Re: How should I query ActivityStreams objects containing both JSON and HTML?

Some have asked "Why are you doing this?"... Well, I'm working on an
"ActivityStreams" variant of WebSub that provides content-based, rather
than just topic-based, subscriptions. (WebSub only supports subscribing to
named feeds -- that's topic based pubsub.)

In the system I'm building, content-based prospective subscriptions would
be composed of arbitrarily complex Boolean queries.
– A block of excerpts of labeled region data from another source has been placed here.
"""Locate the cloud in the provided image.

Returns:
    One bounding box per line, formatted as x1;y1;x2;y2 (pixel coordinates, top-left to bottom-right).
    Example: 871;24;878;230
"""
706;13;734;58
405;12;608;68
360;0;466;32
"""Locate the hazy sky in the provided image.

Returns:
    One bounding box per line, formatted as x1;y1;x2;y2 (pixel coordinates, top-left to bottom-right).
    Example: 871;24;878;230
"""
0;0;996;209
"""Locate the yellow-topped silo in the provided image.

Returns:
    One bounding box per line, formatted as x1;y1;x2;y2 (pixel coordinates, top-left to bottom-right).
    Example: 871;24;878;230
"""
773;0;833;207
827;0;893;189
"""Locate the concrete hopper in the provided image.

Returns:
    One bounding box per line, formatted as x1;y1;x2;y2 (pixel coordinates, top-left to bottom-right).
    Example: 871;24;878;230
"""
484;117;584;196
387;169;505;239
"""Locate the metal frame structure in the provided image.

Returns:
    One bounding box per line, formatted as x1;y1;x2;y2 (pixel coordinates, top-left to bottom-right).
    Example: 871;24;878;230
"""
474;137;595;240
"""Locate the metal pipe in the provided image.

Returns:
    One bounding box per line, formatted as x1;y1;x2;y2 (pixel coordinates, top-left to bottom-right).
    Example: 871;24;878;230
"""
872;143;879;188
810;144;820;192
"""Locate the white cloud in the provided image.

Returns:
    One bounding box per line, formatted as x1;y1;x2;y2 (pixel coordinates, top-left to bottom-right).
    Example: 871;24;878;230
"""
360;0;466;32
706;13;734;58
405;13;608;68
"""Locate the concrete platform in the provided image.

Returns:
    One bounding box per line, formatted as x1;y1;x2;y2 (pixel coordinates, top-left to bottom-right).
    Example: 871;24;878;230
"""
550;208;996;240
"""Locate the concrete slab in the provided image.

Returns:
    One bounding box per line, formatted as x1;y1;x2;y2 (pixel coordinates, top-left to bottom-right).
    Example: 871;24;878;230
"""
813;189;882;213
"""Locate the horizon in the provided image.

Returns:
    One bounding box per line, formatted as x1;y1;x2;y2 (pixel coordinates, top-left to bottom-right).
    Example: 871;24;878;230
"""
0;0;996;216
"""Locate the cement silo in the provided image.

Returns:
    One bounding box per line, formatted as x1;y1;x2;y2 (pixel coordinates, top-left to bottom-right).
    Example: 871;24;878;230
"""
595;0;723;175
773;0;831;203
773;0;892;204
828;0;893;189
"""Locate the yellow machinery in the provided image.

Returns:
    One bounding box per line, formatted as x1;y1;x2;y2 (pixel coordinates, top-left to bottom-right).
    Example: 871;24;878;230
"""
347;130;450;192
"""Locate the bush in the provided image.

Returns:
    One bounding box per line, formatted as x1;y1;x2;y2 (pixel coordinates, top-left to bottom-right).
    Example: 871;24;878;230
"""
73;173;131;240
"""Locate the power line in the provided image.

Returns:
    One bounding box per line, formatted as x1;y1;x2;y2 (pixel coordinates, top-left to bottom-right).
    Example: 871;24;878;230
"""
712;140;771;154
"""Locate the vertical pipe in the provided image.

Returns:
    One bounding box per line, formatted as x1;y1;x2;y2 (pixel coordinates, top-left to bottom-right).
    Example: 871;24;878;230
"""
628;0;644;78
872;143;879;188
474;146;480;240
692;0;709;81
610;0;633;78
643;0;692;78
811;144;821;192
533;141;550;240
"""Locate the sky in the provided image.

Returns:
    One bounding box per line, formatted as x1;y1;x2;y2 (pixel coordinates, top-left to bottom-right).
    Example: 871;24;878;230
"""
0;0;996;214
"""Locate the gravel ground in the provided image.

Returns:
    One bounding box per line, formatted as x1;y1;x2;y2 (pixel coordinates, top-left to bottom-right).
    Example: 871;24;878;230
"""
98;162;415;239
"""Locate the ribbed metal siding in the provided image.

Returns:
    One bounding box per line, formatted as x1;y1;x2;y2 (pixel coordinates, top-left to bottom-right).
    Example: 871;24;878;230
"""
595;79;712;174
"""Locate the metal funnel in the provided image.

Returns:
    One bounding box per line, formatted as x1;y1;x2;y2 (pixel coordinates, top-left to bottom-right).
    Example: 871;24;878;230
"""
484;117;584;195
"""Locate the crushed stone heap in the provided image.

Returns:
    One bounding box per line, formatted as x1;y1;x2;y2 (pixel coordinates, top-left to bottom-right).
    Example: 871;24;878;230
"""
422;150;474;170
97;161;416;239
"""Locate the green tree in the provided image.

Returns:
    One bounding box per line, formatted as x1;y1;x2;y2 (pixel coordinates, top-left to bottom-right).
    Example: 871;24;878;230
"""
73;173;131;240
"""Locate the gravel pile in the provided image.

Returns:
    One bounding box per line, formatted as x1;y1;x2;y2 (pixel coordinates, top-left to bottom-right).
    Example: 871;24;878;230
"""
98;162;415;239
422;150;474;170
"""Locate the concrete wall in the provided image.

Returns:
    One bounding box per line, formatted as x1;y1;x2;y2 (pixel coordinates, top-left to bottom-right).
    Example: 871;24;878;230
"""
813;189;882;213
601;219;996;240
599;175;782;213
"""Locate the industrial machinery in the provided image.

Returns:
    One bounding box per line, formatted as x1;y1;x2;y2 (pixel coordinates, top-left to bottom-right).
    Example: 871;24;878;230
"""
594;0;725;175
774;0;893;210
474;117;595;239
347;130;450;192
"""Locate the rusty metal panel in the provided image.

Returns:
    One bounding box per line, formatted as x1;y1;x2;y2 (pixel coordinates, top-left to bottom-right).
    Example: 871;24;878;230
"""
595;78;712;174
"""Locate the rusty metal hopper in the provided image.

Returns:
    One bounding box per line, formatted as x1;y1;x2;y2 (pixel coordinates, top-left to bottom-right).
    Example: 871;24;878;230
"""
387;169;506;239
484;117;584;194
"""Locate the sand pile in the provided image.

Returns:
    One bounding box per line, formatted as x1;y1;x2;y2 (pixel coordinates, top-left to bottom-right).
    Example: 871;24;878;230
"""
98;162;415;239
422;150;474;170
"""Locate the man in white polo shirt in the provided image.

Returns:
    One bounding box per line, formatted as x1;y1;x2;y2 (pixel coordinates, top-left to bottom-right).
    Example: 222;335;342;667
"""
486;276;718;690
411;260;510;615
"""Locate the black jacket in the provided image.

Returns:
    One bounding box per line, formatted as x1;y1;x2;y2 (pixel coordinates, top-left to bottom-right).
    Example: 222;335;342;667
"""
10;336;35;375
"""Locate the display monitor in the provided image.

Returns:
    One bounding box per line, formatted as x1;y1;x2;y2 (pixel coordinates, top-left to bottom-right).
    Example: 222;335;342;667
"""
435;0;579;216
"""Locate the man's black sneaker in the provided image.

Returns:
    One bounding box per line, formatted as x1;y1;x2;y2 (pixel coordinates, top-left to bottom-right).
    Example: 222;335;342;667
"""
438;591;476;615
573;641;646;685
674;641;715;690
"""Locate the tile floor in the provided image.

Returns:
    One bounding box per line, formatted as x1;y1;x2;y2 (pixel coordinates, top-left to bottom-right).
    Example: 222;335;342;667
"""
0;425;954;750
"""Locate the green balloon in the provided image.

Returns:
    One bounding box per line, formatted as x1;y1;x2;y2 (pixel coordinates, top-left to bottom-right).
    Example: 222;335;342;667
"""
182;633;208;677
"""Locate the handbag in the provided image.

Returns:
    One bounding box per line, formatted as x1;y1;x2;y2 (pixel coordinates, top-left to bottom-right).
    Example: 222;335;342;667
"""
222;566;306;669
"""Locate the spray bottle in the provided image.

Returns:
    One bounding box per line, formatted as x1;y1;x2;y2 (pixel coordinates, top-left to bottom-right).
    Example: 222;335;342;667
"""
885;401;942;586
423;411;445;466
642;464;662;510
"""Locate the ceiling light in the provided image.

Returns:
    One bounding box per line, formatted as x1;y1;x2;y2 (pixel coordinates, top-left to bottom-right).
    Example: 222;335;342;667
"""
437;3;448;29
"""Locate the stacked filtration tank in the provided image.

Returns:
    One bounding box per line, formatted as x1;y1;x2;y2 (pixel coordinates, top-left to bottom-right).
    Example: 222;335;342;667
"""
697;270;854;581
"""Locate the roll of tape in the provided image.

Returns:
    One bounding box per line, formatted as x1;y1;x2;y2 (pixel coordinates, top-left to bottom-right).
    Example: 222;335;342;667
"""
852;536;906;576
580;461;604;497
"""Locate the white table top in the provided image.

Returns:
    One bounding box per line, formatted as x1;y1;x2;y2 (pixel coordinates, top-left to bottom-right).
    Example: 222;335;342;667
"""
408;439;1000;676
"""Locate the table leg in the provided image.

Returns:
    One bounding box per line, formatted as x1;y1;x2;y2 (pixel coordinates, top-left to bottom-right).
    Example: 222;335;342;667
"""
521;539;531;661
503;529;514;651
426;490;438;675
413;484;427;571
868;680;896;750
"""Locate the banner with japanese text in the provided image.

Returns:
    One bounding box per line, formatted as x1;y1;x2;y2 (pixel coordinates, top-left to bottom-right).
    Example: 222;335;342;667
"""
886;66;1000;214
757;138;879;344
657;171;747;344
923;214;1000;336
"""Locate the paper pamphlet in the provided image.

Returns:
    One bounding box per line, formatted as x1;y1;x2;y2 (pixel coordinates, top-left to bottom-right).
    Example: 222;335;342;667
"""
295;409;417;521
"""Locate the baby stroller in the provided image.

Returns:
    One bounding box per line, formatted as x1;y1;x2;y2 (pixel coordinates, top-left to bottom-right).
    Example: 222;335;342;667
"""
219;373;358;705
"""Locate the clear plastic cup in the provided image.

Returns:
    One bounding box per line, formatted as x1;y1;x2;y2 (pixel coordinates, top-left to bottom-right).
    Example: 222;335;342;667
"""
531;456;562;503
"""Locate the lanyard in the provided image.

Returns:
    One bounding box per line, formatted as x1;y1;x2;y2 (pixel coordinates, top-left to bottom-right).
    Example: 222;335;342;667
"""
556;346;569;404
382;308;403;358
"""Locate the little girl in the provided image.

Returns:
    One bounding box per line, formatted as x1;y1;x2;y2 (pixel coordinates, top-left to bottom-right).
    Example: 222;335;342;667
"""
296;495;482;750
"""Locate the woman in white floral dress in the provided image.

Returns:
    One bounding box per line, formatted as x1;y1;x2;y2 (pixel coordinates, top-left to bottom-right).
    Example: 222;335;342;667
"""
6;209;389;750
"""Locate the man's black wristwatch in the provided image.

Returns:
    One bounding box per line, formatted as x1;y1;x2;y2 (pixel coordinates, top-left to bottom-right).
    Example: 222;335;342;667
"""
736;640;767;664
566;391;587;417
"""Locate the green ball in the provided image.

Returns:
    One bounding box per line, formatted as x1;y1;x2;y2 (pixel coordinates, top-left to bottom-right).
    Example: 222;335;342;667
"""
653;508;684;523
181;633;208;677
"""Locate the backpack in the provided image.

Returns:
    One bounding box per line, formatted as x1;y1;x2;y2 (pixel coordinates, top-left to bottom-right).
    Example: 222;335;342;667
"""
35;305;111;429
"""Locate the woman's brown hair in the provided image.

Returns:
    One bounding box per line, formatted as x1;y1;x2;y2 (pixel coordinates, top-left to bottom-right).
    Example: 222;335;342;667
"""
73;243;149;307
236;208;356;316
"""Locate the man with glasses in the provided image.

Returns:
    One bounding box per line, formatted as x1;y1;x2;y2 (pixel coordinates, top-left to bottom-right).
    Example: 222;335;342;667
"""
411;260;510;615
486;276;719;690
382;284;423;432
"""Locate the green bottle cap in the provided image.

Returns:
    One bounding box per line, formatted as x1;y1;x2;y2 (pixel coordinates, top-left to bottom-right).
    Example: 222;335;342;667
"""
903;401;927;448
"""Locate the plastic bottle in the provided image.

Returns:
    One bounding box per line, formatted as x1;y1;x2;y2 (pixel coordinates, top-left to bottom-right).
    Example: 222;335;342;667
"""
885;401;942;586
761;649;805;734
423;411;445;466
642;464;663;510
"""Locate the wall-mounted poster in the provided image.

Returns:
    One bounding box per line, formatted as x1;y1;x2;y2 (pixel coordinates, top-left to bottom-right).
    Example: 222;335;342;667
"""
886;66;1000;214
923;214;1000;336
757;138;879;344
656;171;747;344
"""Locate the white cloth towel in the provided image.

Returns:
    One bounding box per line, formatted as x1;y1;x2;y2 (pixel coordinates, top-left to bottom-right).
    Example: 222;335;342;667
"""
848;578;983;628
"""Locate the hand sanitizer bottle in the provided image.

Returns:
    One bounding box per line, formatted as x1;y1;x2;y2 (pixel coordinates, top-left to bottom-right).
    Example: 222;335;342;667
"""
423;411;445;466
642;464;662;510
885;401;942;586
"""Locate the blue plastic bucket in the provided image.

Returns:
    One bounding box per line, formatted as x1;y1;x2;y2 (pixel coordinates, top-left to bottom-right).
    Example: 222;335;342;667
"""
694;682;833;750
Thus, you might
subscribe to:

> $..object.type == 'Note' AND $..object.author == 'alice@example.com' AND
> $..object.content != 'foobar'


Given this query, whenever Alice publishes a Note that does not contain the
word 'foobar,' a notification would be generated. (Actually, an
"ActivityPub" instance could use this internally as a way to express a
user's filtered subscriptions.) Also, note that I'm thinking of using "!="
for "contains" or fuzzy-match and "!==" for exact or strict match.

Of course, the real challenge of such a system is implementing the matching
efficiently. That's something I've done for similar systems in the past.
(Some may remember PubSub.com, or the Prospective Search Infrastructure
(PSI) that I built at Google.) Ideally, a server should be able to support
thousands or millions of these Prospective Queries being processed in real
time as new posts are ingested.

In most cases, the right thing to do will be to simply convert any HTML
elements to text and then allow searching within that text using =, ==, !=,
or !==. However, some applications will include publishing of HTML that is
structured in some useful manner. (i.e. as a table or according to some
standard format. For instance, a weather report in HTML that includes class
or id fields that allow parsing out individual bits of data like
temperature or humidity.). In those cases, it would be useful to be able to
query parts of the included HTML. Thus, the need for an XPath-like function.

bob wyman

On Fri, Mar 31, 2023 at 6:05 PM Bob Wyman <bob@wyman.us> wrote:

> In a Mastodon.social post
> <https://mastodon.social/@bobwyman/110120087223817037>, I asked:
>
> XPath and JSONPath are similar, but different. (See JSONPath spec
> <https://goessner.net/articles/JsonPath/>) This presents a problem for me
> since I'm building a system to query ActivityStreams objects that can
> include HTML wrapped in JSON.
>
> Should I:
>
>    - Use XPath syntax for both JSON and HTML?
>    - Use JSONPath syntax for both JSON and HTML? (If so, is there a
>    reasonable extension to JSONPath to support selecting on HTML attributes?)
>    - Switch between JSONPath and XPath depending on the underlying
>    datatype? (e.g. Embedding XPath in JSONPath.)
>
> If you were writing a query, would you accept needing to know both
> syntaxes?
>
> I would appreciate any advice you might be able to provide. Also, I would
> be interested to hear if anyone else has already been faced with and
> addressed this issue.
>
> bob wyman
>

Received on Saturday, 1 April 2023 00:02:35 UTC